Shrinka Roy, who is enrolled in Georgia Tech’s Dual Degree Program, is a first-year student in the Full-time MBA program and a second-year Master of Industrial Design student.

“Since companies mostly self-report ESG performance, it’s hard to know which numbers to trust. It’s great that investment firms such as Morgan Stanley are following up on those reports. However, that work comes with high costs. When managing portfolios, those expenses need to be taken into account until we get more accurate and consistent ESG reporting across the board.”

— Henry McGill

Henry McGill (MBA 2020) served as vice president of placement for the Scheller College Net Impact – MBA Chapter. He received the 2020 Dean’s Award for Full-time MBA Student Excellence.

Jack Allen

Jack Allen

Jack Allen (Senior Director, Global Logistics, Cisco) gave a presentation on March 9 that focused on sustainability within Cisco’s Supply Chain Operations organization. Allen directs logistics activities that support all of Cisco’s product revenue and returns.

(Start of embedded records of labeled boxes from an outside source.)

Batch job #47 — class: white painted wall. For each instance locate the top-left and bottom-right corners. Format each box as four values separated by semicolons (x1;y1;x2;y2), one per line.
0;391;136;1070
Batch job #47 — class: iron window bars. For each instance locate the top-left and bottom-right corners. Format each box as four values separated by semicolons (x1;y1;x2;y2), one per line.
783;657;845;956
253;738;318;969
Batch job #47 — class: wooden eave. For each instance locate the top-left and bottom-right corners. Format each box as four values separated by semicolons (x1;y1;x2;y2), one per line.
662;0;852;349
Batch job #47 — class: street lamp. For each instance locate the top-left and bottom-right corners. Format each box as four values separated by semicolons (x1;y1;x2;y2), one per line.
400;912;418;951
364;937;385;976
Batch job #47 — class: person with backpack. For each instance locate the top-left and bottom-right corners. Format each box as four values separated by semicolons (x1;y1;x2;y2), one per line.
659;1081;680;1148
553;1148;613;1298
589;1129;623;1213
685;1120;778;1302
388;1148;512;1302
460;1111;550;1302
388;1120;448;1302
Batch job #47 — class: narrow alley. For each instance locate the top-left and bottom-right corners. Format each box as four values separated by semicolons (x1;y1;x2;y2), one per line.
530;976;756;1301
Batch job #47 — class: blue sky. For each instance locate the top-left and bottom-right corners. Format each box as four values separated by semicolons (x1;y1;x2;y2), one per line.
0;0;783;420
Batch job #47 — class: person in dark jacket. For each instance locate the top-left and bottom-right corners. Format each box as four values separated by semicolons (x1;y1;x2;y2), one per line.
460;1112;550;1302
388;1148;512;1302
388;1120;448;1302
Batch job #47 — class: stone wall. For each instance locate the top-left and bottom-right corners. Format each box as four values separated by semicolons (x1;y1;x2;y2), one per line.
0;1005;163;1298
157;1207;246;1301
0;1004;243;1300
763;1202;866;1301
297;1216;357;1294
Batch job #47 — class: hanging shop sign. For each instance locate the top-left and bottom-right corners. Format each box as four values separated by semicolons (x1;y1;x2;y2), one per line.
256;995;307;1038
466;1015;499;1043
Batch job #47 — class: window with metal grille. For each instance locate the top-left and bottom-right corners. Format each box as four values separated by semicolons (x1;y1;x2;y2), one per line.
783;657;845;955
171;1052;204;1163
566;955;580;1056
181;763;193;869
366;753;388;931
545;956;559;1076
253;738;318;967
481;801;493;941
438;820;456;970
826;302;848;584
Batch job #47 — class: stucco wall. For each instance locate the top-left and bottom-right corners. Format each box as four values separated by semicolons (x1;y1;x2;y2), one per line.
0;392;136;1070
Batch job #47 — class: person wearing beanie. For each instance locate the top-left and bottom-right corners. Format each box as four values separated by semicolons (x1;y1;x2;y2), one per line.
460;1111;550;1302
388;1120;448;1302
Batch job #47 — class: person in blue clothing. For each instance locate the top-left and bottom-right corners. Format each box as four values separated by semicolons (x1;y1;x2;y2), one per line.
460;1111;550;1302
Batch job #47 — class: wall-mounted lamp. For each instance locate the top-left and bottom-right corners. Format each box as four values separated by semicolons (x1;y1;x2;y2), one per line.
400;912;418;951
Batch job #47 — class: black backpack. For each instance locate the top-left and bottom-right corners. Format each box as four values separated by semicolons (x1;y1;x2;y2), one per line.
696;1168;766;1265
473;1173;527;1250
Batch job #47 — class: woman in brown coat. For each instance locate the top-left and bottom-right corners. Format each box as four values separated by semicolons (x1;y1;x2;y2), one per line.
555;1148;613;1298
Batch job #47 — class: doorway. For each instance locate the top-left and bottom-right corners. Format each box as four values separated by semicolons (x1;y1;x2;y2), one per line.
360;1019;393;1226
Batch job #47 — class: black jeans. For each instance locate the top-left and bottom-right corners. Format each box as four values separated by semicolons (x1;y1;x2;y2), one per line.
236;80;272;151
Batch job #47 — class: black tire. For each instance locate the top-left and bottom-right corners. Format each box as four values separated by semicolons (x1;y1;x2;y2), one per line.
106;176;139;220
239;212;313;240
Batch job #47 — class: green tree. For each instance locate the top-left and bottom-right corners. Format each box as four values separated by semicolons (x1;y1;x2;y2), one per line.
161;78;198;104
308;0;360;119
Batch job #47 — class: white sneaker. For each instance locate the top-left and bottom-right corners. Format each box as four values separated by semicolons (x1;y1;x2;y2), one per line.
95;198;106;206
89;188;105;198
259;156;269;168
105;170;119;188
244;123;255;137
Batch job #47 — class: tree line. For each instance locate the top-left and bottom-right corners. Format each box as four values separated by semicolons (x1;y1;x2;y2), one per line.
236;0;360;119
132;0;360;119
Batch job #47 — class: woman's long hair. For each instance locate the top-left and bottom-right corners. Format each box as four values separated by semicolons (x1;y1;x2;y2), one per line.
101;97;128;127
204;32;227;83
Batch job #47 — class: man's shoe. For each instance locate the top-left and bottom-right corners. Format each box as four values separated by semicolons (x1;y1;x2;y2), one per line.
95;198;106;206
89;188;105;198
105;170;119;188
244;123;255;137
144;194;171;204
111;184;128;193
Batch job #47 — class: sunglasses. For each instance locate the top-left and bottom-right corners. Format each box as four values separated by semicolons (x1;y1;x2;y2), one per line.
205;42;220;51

“‘Sustainability’ is such a buzzword these days. It can make one skeptical of whether a company’s so-called ‘sustainability performance’ is really helping to build a better world—or just satisfying its marketing team. Jack Allen’s talk convinced me that Cisco is working hard to reduce its negative impact on the environment. Jack did a great job explaining how Cisco is retooling its supply chain and innovating to design products for a circular economy. His talk also helped students like me appreciate the massive effort that goes into building a take-back program that consumers find easy to use.”

— Phuong Nguyen

Phuong Nguyen is a student in the Evening MBA Program. She is a product marketing professional with deep interests in the finance, payments, and fintech industries. She recently accepted the 2020-21 co-chair position for the GEMs Marketing Club.

Nathaniel Smith

Nathaniel Smith is interviewed by Center Managing Director Michael Oxman during a live online presentation.

The April 9 presentation featured Nathaniel Smith, founder and chief equity officer of the Partnership for Southern Equity, which advances policies and institutional actions that promote racial equity and shared prosperity for all in the growth of metropolitan Atlanta and the American South.

“A takeaway that resonated with me was the transition from extractive to regenerative economies, and how this results in empowered participation. Application of regenerative economy principles can be scaled appropriately. Nathaniel Smith’s talk gave me a perspective to consider when my Engineers Without Borders team designs and builds infrastructure with other communities.”

— Madison Novak

Madison Novak is a mechanical engineering major who will be graduating in Fall 2020. She has demonstrated interest in the renewable energy sector and has been working with the Engineers Without Borders Chapter at Georgia Tech since Fall 2017.

“I appreciate the ‘seven generations of impact’ framework Nathaniel shared, which gives us a quantifiable scope for our sustainability endeavors. The way I see it, this model not only reaches out to those who will come after us but also engages various generations coexisting on this planet at any given moment. I look forward to intergenerational collaboration becoming accessible, effective, and the norm. We might even be able to incorporate some of the lessons learned from our digital transition during the Covid-19 pandemic.”

— Unwanna Etuk

Unwanna Etuk graduated from Georgia Tech in Fall 2019 with a B.S. in International Affairs and two Serve-Learn-Sustain-affiliated minors in Global Development and Spanish. She was the lead author of the City of Woodstock’s sustainability plan.